Ben Eliezer did not mention that the U.S. consistently runs a deficit in its balance of trade of goods with Israel. In 2009 U.S. exports to Israel were nearly $9.5 billion, while its imports from Israel totaled over $18.7 billion. As of August 2010, U.S. imports from Israel were over $14 billion, with exports just over $7 billion.
It’s interesting, however, that the U.S. Chamber of Commerce is one of nine business groups that have gone on record as opposing sanctions against Iran. As reported by Laura Rozen at Politico, back on Jan. 26, these groups sent a letter to then-National Security Adviser James Jones objecting to the Iran sanctions bills that were under consideration by the House and Senate, arguing that they would harm U.S. alliances and constrain international trade by imposing U.S. penalties on foreign firms that violated the sanctions:
“While we agree that preventing Iran from developing the capability to produce nuclear weapons is an urgent U.S. national security objective, the unilateral, extraterritorial, and overly broad approach of these bills would undercut rather than advance this critical objective,” the letter from nine U.S. business groups says. “The history of similar efforts demonstrates that such a unilateral approach would provoke a negative response from our allies and would divert attention from an effective, coordinated response to Iran’s nuclear ambitions.”

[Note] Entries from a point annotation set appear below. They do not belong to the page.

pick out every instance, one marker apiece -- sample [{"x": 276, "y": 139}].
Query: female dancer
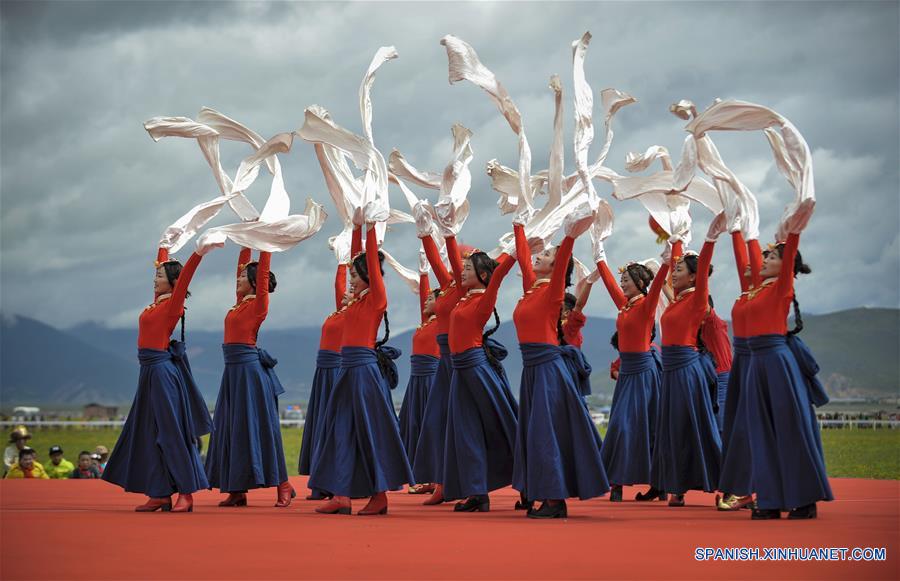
[
  {"x": 361, "y": 453},
  {"x": 736, "y": 479},
  {"x": 788, "y": 465},
  {"x": 155, "y": 453},
  {"x": 328, "y": 363},
  {"x": 245, "y": 449},
  {"x": 423, "y": 366},
  {"x": 481, "y": 417},
  {"x": 429, "y": 457},
  {"x": 687, "y": 451},
  {"x": 556, "y": 454},
  {"x": 630, "y": 437}
]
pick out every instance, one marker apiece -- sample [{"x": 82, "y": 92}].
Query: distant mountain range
[{"x": 41, "y": 365}]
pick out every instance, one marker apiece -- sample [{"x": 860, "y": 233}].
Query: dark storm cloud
[{"x": 85, "y": 192}]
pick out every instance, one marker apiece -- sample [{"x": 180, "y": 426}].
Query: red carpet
[{"x": 87, "y": 530}]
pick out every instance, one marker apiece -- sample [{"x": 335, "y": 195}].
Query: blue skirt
[
  {"x": 360, "y": 453},
  {"x": 628, "y": 446},
  {"x": 557, "y": 454},
  {"x": 412, "y": 411},
  {"x": 737, "y": 474},
  {"x": 328, "y": 363},
  {"x": 786, "y": 447},
  {"x": 481, "y": 428},
  {"x": 687, "y": 451},
  {"x": 428, "y": 465},
  {"x": 156, "y": 453},
  {"x": 245, "y": 449}
]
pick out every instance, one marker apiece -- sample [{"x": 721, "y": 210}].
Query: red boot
[
  {"x": 285, "y": 494},
  {"x": 377, "y": 505},
  {"x": 337, "y": 505},
  {"x": 185, "y": 503},
  {"x": 437, "y": 497},
  {"x": 235, "y": 499},
  {"x": 154, "y": 504}
]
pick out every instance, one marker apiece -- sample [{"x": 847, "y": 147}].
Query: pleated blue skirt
[
  {"x": 428, "y": 460},
  {"x": 245, "y": 449},
  {"x": 556, "y": 453},
  {"x": 361, "y": 453},
  {"x": 687, "y": 451},
  {"x": 785, "y": 444},
  {"x": 328, "y": 363},
  {"x": 737, "y": 474},
  {"x": 628, "y": 446},
  {"x": 481, "y": 428},
  {"x": 156, "y": 453},
  {"x": 412, "y": 410}
]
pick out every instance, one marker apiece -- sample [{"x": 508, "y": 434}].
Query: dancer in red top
[
  {"x": 361, "y": 453},
  {"x": 245, "y": 449},
  {"x": 687, "y": 450},
  {"x": 557, "y": 454},
  {"x": 156, "y": 453},
  {"x": 328, "y": 364},
  {"x": 628, "y": 446}
]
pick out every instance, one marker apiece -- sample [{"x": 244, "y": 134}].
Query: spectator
[
  {"x": 18, "y": 440},
  {"x": 103, "y": 452},
  {"x": 59, "y": 467},
  {"x": 86, "y": 468},
  {"x": 26, "y": 467}
]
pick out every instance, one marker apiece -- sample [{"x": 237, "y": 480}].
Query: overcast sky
[{"x": 86, "y": 193}]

It’s unlikely that the USCC will sway fervent Israel’s support for “crippling” Iran sanctions (which most Israeli politicians and defense officials don’t think will work). Will the new business council persuade the Chamber to favor such sanctions? China and India, two of the Chamber’s key international players, have thus far managed to successfully play both sides of the U.S.-Iran fence.
Myron Brilliant, the U.S. Chamber’s Vice President for East Asia, who is credited by the USCC with creating the “grassroots issue advocacy program” that successfully built up support for “normalization” of U.S.-Chinese commercial relations, asserts in the U.S. Chamber’s post-forum press release, “The U.S.-Israel Business Initiative will infuse energy into the bilateral trade relationship that will change our alliance for generations to come.”
Perhaps it’s time to update the medium of delivery for the punchline of the old joke about the contents of a “Jewish telegram” and make it a Tweet: “Start worrying. Details to follow.”